The immune landscape is a strong predictive biomarker for clinical outcome in early stage vulvar cancer, irrespective of HPV or p53 status

Introduction/Background Vulvar squamous cell carcinoma (VSCC) consists of three subtypes; HPV-related, HPV-negative TP53 wildtype and HPV-negative mutated TP53 (HPVposVSCC, HPVnegVSCC/p53wt, and HPVnegVSCC/ p53abn, respectively) which are all treated by mutilating radical surgery and/or (chemo)radiotherapy. Despite the fact that the immune system plays a key role in cancer, the knowledge on its effect in VSCC is limited at best. A study, elucidating the clinical impact of tumor-immunity in VSCC was, therefore, performed with the aim to foster the development of immunotherapeutic approaches. Methodology Sixty-five patients with early-stage VSCC were categorized based on HPV and p53 status. Archived tissues were analyzed for expression of CD3, CD8, FoxP3, PD-1, and pan-keratin in randomly selected areas using immunofluorescence. Additional phenotyping of T cells was performed exvivo on VSCC and blood samples by flow cytometry. Healthy vulvar tissue and blood served as controls.
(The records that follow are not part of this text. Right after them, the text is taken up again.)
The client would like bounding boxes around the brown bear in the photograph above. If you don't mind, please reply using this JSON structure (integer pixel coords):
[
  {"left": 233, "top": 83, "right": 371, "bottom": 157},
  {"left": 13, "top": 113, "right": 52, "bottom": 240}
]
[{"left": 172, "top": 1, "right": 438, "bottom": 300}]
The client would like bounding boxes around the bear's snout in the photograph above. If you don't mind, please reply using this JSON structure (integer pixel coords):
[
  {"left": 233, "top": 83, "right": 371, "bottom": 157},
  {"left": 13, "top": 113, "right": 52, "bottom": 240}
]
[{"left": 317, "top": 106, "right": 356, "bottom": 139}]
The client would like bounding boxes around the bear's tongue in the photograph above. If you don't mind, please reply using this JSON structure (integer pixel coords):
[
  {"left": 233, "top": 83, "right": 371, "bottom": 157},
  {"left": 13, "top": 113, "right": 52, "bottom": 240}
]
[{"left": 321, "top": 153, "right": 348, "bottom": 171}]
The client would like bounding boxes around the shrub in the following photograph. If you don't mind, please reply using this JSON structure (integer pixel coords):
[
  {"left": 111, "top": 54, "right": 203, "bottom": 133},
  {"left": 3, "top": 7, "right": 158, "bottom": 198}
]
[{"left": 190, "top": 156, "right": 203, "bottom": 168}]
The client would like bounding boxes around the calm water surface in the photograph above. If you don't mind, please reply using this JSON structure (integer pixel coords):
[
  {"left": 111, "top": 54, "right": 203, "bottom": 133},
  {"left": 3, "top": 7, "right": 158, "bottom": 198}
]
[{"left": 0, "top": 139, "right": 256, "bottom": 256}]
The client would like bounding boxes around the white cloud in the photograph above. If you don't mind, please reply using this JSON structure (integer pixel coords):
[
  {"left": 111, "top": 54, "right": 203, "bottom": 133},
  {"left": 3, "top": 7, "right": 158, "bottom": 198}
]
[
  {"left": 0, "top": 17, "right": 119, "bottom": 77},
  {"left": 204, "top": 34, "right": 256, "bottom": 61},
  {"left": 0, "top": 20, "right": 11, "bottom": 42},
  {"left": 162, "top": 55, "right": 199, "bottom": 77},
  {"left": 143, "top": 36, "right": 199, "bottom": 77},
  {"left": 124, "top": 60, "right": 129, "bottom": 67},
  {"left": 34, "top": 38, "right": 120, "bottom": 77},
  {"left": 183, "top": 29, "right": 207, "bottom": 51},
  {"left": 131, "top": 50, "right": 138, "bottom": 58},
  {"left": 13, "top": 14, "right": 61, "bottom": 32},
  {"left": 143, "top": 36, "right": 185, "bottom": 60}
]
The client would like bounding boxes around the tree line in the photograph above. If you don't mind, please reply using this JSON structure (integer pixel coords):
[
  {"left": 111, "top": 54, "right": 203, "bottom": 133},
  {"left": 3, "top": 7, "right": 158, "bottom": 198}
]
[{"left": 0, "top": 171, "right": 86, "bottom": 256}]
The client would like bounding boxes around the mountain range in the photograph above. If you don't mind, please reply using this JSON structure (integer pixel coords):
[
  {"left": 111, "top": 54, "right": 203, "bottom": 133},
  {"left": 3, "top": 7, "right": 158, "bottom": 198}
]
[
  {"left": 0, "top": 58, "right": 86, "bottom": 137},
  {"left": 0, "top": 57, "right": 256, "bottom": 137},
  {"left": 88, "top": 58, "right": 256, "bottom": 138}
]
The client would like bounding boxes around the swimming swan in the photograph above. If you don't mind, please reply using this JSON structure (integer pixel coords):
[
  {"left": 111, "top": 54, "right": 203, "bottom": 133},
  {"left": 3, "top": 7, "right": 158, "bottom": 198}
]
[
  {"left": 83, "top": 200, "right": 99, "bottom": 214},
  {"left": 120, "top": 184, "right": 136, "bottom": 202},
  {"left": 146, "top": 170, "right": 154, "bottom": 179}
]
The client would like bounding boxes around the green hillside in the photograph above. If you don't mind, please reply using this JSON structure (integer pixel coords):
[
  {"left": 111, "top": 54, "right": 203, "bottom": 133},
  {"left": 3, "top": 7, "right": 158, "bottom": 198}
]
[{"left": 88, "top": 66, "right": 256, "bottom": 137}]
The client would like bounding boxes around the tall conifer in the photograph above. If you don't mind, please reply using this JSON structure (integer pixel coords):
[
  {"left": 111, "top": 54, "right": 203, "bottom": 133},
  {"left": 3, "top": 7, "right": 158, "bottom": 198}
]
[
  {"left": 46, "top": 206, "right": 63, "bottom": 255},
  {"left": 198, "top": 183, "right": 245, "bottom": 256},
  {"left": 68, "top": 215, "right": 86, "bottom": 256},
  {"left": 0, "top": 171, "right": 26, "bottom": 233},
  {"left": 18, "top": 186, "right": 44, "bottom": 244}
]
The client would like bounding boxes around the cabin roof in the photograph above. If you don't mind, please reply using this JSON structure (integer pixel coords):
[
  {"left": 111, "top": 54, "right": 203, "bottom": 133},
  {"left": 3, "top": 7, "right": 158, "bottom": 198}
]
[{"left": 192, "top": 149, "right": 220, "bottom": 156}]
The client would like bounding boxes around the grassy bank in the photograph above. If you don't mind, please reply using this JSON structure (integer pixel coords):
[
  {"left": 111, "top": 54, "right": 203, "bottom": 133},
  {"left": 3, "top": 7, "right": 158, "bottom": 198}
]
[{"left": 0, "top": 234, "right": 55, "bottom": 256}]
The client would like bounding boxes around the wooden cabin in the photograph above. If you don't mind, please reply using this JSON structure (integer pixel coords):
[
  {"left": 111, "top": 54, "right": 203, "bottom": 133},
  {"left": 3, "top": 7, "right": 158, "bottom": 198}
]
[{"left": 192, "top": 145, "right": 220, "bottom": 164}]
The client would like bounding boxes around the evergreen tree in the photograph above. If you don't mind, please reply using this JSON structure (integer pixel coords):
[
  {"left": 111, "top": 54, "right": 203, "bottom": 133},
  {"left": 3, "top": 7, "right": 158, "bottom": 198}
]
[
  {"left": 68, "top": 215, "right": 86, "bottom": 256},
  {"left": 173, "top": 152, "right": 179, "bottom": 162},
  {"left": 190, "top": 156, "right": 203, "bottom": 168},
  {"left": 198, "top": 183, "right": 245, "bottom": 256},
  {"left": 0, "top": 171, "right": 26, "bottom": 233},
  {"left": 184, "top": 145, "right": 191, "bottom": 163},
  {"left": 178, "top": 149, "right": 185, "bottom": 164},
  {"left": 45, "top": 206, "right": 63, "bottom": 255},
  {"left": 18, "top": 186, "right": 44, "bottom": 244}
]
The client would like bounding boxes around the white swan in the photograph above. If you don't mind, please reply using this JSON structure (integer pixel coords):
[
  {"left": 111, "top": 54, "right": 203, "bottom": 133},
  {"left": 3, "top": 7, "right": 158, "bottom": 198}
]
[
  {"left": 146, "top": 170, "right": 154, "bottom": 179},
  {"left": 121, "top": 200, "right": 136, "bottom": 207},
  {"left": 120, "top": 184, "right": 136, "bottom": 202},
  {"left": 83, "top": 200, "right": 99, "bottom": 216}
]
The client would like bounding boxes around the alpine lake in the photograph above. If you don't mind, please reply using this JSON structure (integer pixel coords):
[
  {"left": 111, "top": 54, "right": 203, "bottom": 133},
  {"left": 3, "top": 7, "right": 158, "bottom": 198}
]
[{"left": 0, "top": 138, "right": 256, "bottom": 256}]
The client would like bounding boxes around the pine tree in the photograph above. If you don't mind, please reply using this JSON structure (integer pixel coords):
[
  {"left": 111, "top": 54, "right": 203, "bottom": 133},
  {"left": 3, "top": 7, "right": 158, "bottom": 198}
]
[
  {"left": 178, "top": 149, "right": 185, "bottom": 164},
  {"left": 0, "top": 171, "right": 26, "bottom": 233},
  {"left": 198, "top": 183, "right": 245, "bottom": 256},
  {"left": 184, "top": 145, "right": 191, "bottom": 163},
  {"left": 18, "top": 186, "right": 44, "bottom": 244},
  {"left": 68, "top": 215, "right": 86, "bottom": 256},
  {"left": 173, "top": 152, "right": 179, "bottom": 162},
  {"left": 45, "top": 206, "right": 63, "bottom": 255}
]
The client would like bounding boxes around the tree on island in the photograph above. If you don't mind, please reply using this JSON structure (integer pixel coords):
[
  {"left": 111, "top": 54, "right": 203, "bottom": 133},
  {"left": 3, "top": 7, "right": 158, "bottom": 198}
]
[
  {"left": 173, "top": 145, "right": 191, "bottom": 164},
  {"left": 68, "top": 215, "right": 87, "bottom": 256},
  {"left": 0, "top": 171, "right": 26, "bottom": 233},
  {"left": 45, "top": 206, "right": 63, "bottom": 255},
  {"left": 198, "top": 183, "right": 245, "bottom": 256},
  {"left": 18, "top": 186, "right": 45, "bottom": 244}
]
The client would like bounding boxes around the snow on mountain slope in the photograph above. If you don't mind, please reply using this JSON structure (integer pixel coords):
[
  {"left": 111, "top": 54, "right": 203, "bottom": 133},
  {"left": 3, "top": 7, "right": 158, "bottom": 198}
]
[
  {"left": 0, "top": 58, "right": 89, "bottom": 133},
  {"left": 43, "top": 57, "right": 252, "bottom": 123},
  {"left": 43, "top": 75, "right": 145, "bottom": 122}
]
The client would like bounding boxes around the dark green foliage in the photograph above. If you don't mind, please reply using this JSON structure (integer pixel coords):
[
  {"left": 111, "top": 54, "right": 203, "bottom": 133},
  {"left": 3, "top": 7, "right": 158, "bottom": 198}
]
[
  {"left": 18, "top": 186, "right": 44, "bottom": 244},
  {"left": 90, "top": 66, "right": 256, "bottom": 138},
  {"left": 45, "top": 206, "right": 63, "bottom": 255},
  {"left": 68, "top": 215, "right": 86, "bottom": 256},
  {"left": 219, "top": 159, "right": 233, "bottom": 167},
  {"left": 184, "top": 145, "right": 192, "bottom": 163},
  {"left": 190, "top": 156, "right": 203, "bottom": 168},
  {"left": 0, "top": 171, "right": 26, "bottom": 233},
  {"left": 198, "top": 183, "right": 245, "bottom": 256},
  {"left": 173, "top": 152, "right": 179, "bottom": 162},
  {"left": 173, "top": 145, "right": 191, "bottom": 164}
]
Results T-cell infiltration of VSCC was highly variable between patients, ranging from completely absent to very high numbers, and differed per VSCC subtype. Approximately 80% of the HPVposVSCC showed high T-cell infiltration, followed by 60% of the HPVnegVSCC/p53wt, and 40% of the HPVnegVSCC/p53abn. Importantly, high T-cell infiltration was associated with longer recurrence-free period and overall survival, irrespective of the HPV and p53 status. In-depth analysis of tumor-infiltrating T cells with flow cytometry confirmed the tumor-specific presence of activated effector memory T cells in VSCC and revealed that most of the CD4+ and CD8 + T cells expressed PD-1. Conclusion This study is the first to show a strong correlation between T-cell infiltration and clinical outcome. Our data suggest the application of two immunotherapeutic strategies depending on immune phenotype. The high expression of PD- 1 in T-cell infiltrated tumors alludes to anti-PD1 blockade, whereas VSCC tumors with low numbers of intratumoral T cells should be stimulated with inflammatory reagents to stimulate local immune responses.